Foreign car firms say stink bug measures need work

Brown marmorated stink bug. Photo: Wikicommons .

The biosecurity rules intended to keep the stink bug pest out of New Zealand are ineffective and inconsistent, an international car shipping company says.

The Brown Marmorated Stink Bug, a crop pest that poses a significant biosecurity threat, could have a devastating effect on the fruit, vegetable and wine industries if it took hold in New Zealand.

With 127 ships, Scandinavia's Wallenius Wilhelmsen dominates global vehicle movements by ship, and its vessels have been among five turned away from New Zealand ports at huge cost after stink bugs were found.

The company's chief commercial officer, Simon White, says only 16 countries, classified as 'high risk,' have to have their goods treated for stink bug infestation before they could be shipped to New Zealand.

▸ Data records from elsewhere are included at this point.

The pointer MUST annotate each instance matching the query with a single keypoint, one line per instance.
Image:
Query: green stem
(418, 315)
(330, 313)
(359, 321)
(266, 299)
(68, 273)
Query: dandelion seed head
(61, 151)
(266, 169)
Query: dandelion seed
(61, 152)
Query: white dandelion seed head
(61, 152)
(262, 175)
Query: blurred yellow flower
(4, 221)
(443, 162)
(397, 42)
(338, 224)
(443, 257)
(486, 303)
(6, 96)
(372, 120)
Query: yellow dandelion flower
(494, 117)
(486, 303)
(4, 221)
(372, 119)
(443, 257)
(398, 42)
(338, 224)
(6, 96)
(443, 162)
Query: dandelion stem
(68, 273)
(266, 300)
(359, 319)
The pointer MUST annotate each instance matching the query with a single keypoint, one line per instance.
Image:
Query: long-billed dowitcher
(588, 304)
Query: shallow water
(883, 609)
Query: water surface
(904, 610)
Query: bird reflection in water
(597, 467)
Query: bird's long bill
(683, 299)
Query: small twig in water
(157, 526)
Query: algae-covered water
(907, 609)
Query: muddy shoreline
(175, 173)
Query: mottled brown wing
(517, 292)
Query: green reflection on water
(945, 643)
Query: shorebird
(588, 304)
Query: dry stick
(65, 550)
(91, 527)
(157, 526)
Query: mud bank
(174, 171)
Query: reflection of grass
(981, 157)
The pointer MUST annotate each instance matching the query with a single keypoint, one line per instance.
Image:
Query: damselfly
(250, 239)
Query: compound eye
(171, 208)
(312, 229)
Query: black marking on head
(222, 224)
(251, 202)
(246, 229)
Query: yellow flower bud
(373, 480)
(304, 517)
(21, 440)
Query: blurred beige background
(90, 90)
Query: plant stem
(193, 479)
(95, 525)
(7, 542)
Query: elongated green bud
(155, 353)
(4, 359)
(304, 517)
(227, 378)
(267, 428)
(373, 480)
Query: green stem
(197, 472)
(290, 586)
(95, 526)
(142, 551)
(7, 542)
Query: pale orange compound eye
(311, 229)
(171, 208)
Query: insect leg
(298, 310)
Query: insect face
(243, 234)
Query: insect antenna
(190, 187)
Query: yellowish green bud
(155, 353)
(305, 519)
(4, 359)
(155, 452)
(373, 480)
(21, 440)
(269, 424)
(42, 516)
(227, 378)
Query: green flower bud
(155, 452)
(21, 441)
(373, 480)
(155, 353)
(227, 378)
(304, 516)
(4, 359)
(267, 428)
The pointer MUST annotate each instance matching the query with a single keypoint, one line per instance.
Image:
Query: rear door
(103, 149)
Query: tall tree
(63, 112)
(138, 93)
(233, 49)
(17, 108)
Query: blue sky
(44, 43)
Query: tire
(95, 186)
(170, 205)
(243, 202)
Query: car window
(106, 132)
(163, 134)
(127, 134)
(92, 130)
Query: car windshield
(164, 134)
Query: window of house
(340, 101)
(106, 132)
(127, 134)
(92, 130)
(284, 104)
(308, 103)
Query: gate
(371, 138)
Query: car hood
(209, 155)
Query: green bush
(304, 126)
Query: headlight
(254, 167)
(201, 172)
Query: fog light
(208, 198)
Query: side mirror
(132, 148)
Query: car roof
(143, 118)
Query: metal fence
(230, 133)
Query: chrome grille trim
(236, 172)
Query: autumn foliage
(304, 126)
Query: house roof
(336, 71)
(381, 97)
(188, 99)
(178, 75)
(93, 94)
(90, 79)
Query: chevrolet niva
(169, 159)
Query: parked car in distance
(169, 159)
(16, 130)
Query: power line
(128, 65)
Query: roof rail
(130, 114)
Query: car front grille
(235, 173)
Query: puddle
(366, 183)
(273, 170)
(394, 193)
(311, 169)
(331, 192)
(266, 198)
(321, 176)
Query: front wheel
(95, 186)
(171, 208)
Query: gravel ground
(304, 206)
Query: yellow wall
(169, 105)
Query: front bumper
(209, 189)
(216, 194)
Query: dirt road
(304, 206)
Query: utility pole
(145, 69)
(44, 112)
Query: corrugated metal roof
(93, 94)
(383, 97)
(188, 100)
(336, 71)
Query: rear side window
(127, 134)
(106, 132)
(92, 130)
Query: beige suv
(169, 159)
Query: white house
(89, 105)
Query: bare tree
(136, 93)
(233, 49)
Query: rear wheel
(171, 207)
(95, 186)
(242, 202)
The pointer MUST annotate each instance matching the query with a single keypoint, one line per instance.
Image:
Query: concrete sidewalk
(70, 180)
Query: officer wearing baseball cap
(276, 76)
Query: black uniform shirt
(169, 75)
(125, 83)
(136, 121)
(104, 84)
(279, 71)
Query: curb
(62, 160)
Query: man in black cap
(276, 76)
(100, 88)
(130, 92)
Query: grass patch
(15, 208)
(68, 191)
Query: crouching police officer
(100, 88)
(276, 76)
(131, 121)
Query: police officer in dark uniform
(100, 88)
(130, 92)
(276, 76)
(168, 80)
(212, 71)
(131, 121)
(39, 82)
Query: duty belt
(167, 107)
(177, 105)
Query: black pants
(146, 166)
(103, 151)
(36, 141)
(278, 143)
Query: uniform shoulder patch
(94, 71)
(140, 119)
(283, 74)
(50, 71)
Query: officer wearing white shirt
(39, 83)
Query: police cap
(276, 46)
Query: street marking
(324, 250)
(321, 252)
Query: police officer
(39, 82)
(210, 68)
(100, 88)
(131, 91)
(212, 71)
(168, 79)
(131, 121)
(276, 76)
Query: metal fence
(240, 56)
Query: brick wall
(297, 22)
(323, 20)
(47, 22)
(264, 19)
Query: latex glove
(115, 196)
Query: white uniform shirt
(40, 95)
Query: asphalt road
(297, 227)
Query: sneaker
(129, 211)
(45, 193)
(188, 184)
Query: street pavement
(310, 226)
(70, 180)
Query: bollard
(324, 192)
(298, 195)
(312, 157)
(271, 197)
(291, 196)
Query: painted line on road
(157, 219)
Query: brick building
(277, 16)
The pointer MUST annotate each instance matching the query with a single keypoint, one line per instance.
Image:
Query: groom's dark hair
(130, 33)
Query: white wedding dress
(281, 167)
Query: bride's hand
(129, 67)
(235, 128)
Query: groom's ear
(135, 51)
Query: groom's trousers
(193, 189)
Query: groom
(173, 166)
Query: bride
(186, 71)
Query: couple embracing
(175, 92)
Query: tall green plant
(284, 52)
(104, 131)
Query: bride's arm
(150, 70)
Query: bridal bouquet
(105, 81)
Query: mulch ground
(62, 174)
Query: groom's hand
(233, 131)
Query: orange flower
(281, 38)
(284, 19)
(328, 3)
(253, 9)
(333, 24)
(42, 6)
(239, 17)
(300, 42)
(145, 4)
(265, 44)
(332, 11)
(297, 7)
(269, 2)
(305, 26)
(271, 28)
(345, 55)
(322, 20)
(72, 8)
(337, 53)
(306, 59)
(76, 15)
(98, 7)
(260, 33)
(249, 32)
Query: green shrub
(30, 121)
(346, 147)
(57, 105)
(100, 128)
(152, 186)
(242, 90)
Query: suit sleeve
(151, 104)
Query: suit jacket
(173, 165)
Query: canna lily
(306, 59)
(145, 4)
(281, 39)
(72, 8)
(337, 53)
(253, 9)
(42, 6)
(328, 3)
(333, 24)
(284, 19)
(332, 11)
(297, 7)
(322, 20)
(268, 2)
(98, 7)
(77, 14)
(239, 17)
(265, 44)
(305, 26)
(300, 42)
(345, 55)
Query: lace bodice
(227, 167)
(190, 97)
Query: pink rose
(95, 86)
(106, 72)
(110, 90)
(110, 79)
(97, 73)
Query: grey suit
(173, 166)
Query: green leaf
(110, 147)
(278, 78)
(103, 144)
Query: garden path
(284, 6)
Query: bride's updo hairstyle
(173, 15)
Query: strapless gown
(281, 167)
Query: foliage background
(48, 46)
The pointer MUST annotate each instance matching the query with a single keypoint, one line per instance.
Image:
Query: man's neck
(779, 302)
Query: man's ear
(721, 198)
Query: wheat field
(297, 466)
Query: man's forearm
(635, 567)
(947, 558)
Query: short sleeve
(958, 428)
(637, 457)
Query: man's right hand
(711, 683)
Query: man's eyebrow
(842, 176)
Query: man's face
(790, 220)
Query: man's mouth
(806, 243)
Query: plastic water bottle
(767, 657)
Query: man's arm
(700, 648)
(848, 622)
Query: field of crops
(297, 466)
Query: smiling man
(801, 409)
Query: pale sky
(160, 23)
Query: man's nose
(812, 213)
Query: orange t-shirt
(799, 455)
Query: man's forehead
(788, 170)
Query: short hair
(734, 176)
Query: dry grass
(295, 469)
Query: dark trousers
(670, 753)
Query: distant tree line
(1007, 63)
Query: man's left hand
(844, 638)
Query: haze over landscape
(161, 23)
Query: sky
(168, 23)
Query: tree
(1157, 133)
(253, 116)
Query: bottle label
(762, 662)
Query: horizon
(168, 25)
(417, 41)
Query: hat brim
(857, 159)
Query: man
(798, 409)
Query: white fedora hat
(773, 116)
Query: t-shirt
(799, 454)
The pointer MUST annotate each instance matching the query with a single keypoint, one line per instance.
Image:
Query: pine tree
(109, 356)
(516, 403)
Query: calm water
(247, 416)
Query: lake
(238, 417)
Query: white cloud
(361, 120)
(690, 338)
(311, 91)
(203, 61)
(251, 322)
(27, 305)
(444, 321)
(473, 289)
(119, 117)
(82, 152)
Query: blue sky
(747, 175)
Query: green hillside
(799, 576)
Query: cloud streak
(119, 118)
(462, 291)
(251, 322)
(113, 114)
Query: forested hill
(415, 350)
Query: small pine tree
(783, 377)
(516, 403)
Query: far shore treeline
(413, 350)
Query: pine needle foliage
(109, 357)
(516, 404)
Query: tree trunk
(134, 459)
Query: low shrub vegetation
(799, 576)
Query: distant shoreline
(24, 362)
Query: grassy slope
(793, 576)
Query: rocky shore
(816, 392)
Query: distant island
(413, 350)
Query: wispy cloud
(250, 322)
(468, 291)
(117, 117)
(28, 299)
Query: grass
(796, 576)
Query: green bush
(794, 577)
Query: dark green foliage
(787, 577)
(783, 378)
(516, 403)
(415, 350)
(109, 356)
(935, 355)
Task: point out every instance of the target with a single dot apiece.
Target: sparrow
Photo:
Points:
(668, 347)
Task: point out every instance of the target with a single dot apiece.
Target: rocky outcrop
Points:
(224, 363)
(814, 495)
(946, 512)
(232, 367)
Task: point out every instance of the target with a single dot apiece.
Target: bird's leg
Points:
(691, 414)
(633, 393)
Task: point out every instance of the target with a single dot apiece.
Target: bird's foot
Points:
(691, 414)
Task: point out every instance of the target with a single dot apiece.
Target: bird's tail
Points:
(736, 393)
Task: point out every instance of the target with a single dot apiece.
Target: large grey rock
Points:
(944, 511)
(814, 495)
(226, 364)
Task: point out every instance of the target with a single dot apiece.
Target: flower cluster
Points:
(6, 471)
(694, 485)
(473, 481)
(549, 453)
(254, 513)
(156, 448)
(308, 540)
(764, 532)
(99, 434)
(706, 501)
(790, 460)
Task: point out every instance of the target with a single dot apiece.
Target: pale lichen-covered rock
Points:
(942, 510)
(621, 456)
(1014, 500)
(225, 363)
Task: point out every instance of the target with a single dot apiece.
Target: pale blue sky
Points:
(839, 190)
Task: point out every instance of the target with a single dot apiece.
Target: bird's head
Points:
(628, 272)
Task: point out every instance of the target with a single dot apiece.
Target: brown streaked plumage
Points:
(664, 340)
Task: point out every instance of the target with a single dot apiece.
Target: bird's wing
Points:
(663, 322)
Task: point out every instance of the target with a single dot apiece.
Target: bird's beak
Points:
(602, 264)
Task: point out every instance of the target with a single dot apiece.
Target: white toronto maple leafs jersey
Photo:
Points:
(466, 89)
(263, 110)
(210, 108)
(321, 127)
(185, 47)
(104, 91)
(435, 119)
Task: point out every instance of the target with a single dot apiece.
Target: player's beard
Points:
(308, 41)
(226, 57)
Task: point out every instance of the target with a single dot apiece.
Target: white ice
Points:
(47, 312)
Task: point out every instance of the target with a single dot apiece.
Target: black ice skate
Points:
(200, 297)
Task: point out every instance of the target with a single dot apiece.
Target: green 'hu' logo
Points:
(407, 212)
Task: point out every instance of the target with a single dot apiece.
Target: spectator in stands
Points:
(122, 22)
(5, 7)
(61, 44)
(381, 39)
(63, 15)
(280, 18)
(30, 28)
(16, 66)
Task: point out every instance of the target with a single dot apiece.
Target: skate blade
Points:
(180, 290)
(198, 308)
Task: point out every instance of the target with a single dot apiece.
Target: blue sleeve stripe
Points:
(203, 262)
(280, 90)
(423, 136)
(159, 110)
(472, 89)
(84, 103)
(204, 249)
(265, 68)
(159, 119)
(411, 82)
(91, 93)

Simon says the criteria for defining a country as 'high risk' had also been not been clearly defined, and the regulations needed to be strengthened.

"We will of course make sure all of the cargo we are loading is in accordance with the regulations, and in fact we go over and above that," he says.

"The fact that stink bugs are still being found on cargo when it ultimately arrives in New Zealand, is to us a clear sign that the regulations as they stand today are not fully effective, and in that sense that more countries should be included in that regulation," he says.

Simon says unless regulations improve there would be a continued risk to the agricultural sector, as well as delays of cargo essential to the rest of the economy.

The Minister for Biosecurity, today visited biosecuirty staff in Tauranga who had been completing precautionary trapping work over the summer, after a lone male stink bug was detected in the area in December.

In a statement Damien O'Connor says he had asked Biosecurity NZ to investigate new ways of dealing with the increasing threat posed by the Brown Marmorated Stink Bug.

Damien says this included taking a fresh look at the facilities where containers of imported goods were initially emptied and checked for biosecurity risks.

"We will do what it takes to keep pests like the Brown Marmorated Stink Bug from establishing here," he says.